Acer’s Predator laptop lineup, much like other enthusiast-class, gaming-grade laptops of its rivals, follow the same design template: aggressive looking enough on the outside, while also staying high-octane enough with whatever modern hardware is available. The Predator Helios 18P AI ticks off those boxes, to some degree.
Design-wise, I can see why Acer went with the supercar-inspired aesthetics: it screams out for attention, and with the extended rear, it looks and feels solid. Not only that, Acer also kept the majority of I/O (the important ones, at least) at the back. That’s a plus point in my books.
At 18-inches, there is enough room for Acer to fit the full keyboard into the base. The learning curve required when shifting from tenkeyless to this form factor notwithstanding, the keys feel linear with just a scooch of tactile, the latter kicking in when you’ve fully depressed the keys for full actuation.
There’s the 4K+ display of the Helios 18P AI but sadly, beyond the specs page running in the background, there weren’t any games on it that I could use to really give it the beans, however brief that would have been. But, as with all OLED panels, those contrasts and colours really scream at your face.
Speaking of hardware, this is where things feel a little odd. The Core Ultra 9 285HX CPU I get, as with the possibility to fit up to an NVIDIA GeForce RTX 5090 inside it. But to fit ECC memory as the defacto component of choice…well, it doesn’t raise alarm bells in my head but it sure does make me wonder why bother, especially when you could easily just go with more consumer-ready options.

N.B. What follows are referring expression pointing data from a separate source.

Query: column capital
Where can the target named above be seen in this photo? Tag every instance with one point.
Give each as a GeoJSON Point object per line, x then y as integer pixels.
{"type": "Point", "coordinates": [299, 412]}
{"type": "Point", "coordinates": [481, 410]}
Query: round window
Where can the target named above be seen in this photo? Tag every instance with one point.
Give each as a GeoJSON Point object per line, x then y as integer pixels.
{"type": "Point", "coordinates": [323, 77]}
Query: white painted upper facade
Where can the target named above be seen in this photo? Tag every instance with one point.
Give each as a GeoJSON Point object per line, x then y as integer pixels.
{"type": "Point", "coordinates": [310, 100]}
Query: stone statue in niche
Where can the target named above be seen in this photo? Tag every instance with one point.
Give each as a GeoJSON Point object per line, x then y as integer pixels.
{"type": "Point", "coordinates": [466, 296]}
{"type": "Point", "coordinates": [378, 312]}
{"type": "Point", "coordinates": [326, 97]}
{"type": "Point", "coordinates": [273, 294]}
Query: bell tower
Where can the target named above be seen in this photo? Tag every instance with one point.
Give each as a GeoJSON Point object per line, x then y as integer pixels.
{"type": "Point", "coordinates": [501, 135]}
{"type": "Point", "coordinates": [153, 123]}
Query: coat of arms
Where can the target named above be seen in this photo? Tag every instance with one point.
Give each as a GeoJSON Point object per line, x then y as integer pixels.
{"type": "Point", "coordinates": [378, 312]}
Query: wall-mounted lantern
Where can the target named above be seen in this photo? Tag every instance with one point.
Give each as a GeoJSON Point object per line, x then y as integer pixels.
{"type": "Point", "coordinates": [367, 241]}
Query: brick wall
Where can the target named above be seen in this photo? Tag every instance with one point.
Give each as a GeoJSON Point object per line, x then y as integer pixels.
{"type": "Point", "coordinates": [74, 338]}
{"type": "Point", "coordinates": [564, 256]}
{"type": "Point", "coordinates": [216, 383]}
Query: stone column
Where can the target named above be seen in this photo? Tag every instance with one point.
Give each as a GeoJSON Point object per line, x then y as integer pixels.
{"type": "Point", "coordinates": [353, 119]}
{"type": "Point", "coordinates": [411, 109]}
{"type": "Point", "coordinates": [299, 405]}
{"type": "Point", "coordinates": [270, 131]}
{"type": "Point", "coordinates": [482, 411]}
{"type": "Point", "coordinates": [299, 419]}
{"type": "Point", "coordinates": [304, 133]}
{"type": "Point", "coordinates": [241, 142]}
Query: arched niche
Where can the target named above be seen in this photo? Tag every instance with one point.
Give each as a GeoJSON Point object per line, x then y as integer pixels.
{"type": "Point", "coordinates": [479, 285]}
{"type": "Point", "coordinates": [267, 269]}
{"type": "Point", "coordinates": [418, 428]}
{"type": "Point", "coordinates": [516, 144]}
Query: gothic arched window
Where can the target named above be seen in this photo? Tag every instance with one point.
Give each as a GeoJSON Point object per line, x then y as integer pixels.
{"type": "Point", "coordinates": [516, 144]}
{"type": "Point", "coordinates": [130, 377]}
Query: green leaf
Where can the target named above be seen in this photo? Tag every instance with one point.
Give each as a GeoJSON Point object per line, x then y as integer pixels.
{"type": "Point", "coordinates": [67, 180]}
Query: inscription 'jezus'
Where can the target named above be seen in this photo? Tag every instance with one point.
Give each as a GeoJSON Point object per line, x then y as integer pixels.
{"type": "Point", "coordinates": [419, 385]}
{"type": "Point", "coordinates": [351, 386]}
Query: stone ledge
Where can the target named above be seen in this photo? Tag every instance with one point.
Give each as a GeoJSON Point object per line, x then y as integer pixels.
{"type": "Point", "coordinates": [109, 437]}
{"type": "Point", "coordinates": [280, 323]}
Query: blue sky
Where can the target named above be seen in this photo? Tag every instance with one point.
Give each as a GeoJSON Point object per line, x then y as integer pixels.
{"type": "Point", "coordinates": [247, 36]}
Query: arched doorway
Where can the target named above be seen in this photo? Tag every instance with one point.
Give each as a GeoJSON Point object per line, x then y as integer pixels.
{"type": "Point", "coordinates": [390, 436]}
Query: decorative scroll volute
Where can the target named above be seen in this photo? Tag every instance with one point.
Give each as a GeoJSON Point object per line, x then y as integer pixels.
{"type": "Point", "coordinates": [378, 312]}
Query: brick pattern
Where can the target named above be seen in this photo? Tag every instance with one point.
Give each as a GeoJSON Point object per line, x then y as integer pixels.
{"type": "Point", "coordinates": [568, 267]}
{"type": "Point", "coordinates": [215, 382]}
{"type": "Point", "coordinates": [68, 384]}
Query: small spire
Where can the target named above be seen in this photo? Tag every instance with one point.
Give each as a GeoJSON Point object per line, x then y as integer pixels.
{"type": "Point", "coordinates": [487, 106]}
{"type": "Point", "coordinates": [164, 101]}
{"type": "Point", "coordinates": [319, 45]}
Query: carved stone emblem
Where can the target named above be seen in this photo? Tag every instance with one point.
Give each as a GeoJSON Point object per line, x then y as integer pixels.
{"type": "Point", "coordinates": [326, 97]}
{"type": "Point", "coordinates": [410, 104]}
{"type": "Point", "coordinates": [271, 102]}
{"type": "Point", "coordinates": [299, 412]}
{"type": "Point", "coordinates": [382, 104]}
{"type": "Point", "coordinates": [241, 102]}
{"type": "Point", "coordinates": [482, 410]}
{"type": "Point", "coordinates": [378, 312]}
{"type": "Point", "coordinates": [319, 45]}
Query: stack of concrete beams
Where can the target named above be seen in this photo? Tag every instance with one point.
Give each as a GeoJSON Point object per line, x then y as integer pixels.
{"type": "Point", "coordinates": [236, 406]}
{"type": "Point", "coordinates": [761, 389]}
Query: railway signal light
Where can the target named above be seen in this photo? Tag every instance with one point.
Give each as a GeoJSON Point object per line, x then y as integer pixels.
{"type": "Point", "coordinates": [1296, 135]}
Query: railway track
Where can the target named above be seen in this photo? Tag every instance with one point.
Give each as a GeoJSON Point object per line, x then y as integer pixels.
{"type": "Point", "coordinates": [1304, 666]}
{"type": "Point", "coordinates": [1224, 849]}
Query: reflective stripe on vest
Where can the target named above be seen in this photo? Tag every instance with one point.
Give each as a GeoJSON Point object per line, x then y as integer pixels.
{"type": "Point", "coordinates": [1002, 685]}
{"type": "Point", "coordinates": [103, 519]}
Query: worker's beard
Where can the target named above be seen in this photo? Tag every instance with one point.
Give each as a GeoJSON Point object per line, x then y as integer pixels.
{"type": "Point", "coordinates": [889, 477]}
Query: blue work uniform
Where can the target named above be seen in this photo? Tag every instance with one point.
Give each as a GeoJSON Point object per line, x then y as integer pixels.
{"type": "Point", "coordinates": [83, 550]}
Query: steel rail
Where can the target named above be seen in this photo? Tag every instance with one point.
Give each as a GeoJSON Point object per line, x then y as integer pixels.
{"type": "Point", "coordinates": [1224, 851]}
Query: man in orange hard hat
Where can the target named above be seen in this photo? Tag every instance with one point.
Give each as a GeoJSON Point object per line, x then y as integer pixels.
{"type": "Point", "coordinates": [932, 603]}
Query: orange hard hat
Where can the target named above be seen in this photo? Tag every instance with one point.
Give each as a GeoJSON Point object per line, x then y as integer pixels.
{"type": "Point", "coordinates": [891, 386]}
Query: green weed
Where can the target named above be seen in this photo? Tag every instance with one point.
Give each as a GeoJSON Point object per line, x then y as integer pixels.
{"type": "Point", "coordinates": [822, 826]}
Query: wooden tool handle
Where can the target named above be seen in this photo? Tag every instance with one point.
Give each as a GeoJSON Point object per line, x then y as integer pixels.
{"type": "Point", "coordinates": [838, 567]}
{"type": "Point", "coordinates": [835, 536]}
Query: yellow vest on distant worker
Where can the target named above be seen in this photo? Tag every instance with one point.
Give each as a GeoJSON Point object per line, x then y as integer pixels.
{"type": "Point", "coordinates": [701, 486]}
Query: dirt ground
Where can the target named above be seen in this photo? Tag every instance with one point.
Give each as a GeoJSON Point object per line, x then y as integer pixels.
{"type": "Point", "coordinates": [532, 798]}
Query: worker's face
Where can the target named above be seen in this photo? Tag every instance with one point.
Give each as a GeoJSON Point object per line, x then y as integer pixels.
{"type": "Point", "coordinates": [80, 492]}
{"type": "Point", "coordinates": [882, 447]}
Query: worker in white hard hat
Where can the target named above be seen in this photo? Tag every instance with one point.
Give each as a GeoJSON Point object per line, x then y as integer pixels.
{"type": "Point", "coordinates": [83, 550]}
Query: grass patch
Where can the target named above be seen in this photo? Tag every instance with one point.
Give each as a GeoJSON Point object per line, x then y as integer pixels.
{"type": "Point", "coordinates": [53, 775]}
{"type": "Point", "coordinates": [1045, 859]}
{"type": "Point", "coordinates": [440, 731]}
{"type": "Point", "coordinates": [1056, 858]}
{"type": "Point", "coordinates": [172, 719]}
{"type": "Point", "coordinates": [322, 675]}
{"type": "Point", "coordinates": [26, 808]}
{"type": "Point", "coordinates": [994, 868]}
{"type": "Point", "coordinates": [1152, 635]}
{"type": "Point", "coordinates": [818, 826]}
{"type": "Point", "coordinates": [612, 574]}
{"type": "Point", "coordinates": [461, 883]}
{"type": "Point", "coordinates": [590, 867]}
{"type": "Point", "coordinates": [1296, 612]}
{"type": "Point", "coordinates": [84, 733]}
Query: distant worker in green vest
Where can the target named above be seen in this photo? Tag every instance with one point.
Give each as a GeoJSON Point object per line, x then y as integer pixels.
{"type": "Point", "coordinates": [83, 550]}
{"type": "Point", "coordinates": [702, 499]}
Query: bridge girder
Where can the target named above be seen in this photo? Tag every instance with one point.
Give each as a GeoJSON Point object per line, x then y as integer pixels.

I mean, the brand uses Biwin as its OEM for storage and memory, hence the curiosity.
Again, there were no games installed on the Helios 18P AI I was using, so sadly, I couldn’t really test their prowess. On a side note, I honestly wish Acer would have considered launching a Predator Helios alternative with an AMD Ryzen AI chip but sadly, that’s unlikely to happen anytime soon.
Acer hasn’t said when the Helios 18P AI will be coming into Malaysia, but when it does, I can imagine it costing upwards of RM20,000 to start. And that’s assuming the brand plans on releasing more than one SKU.